Importance of DNA damage in the induction of apoptosis by ionizing radiation: effect of the scid mutation and DNA ploidy on the radiosensitivity of murine lymphoid cell lines

Abstract

Purpose: To study the effects of the murine scid mutation and DNA ploidy on the susceptibility of lymphoid cell lines to induction of apoptosis by ionizing radiation and thereby to determine whether DNA lesions are critical initiators of apoptosis. Materials and methods: Sensitivity to killing and rapidity of induction of apoptosis following gamma-irradiation or DNA-associated 125I decays were compared in pre-B and pre-T cell lines derived from wildtype mice and from mice homozygous or heterozygous for the scid mutation.

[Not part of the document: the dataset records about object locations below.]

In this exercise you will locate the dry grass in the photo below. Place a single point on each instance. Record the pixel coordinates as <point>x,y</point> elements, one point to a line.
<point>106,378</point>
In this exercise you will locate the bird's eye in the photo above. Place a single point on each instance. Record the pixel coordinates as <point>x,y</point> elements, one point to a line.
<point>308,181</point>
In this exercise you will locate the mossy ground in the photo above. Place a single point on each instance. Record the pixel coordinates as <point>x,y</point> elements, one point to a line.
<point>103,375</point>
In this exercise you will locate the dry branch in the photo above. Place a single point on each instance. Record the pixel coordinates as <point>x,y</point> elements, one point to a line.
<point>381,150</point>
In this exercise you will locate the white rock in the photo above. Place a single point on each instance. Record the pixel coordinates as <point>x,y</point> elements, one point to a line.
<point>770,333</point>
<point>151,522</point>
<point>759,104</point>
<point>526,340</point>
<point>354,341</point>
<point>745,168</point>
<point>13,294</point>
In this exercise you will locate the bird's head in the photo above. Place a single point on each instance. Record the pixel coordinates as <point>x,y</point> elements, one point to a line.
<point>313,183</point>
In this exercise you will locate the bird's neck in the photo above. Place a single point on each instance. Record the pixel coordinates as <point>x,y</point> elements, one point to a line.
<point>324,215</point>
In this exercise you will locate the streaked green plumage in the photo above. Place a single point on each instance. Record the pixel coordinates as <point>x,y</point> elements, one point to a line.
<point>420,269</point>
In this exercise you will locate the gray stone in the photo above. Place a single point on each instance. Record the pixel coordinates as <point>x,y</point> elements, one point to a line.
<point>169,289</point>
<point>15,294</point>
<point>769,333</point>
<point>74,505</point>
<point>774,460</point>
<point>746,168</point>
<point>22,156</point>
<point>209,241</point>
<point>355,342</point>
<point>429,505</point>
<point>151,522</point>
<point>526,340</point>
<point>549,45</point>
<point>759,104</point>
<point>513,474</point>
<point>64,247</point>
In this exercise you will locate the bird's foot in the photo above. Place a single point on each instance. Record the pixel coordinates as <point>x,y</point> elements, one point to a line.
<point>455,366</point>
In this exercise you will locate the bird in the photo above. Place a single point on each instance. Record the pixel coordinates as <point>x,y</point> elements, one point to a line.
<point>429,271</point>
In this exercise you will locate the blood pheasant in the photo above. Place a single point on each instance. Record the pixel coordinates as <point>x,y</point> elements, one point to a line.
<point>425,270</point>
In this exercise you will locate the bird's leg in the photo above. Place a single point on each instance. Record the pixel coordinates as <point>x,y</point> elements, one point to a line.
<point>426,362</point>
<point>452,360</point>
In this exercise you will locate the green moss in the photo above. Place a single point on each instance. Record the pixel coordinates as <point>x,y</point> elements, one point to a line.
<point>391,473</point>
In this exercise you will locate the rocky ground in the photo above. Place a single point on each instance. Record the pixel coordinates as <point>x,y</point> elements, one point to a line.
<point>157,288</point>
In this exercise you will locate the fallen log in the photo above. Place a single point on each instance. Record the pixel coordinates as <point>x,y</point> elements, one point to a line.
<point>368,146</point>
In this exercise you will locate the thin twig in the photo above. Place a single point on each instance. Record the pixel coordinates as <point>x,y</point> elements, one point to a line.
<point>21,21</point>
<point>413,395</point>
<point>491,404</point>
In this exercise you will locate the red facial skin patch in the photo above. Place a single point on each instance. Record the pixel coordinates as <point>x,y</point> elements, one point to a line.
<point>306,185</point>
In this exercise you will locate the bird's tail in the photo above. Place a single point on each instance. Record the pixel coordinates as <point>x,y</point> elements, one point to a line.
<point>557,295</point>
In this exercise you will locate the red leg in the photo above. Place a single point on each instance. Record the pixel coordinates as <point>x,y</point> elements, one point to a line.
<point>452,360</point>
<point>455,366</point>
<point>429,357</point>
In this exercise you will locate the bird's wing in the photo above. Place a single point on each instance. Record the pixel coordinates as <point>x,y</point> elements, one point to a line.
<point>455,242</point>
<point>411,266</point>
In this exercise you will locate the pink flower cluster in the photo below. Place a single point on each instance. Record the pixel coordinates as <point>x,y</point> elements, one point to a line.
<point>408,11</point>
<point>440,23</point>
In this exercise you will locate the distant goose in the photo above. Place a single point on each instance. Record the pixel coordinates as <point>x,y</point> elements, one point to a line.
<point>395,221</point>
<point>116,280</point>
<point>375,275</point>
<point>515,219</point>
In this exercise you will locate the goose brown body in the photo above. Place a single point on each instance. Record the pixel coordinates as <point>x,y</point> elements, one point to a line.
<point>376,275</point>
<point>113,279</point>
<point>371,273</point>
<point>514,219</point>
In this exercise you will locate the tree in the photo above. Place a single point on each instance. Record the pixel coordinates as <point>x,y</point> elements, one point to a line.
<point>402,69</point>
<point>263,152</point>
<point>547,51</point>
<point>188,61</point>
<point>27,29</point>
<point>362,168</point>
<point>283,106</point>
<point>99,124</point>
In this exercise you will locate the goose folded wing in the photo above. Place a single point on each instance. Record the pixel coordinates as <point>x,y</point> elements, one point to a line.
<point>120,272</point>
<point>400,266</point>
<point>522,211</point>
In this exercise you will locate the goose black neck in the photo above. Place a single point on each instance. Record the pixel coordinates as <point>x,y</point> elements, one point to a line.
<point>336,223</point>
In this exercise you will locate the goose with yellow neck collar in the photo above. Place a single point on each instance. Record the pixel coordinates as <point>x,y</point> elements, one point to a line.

Effects of differences in DNA ploidy on the same endpoints were studied using pseudo-diploid and-tetraploid clones of a murine pre-T cell line. Results: Pairs of pre-B- and pre-T cell-derived lines that expressed wild-type p53 and underwent rapid interphase apoptosis after irradiation were identified. In both cases, the scid homozygous cell lines were more sensitive to killing, suggesting that DNA repair capability influences susceptibility to induction of apoptosis. Increasing DNA ploidy in a cell line that undergoes rapid interphase apoptosis produced a corresponding increase in the number of DNA lesions required to produce a lethal event; again consistent with DNA being the target for radiation action. Conclusion: DNA damage is an important, if not the sole, initiator of external beam ionizing radiation-induced apoptosis.